4. Options vested in their entirety on January 31, 2005. All common shares acquired upon exercise of these options are required to be held by the Reporting Person for one year after the date of exercise of the option, except that the Reporting Person may sell such number of shares as is required to satisfy his tax obligations resulting from such exercise.
5. Options vested in their entirety on January 18, 2006. All common shares acquired upon exercise of these options are required to be held by the Reporting Person until 11/18/10.
6. Each Performance-Based Restricted Stock Unit (PSU) represents a contingent right to receive one share of the issuer's common stock.
7. The reporting person was granted a number of PSUs equal to $1,000,000 divided by the Fair Market Value of the issuer's common stock on the date of grant, totaling 30,184.123 shares. Any fractional shares will be paid in cash.

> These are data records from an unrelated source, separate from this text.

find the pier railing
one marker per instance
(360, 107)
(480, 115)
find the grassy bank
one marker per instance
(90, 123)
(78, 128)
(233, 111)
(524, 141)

8. Vest January 31, 2010 assuming that certain performance measures relating to the issuer's operating profits and fair market value of the issuer's common stock are met. If the reporting person's employment is terminated before January 31, 2010, the PSUs are forfeited.
9. Vest January 31, 2011 assuming that certain performance measures relating to the issuer's operating profits and fair market value of the issuer's common stock are met. If the reporting person's employment is terminated before January 31, 2011, the PSUs are forfeited.
/s/ Glen T. Senk 02/20/2009
** Signature of Reporting Person Date
Reminder: Report on a separate line for each class of securities beneficially owned directly or indirectly.
* If the form is filed by more than one reporting person, see Instruction 4 (b)(v).
** Intentional misstatements or omissions of facts constitute Federal Criminal Violations See 18 U.S.C. 1001 and 15 U.S.C. 78ff(a).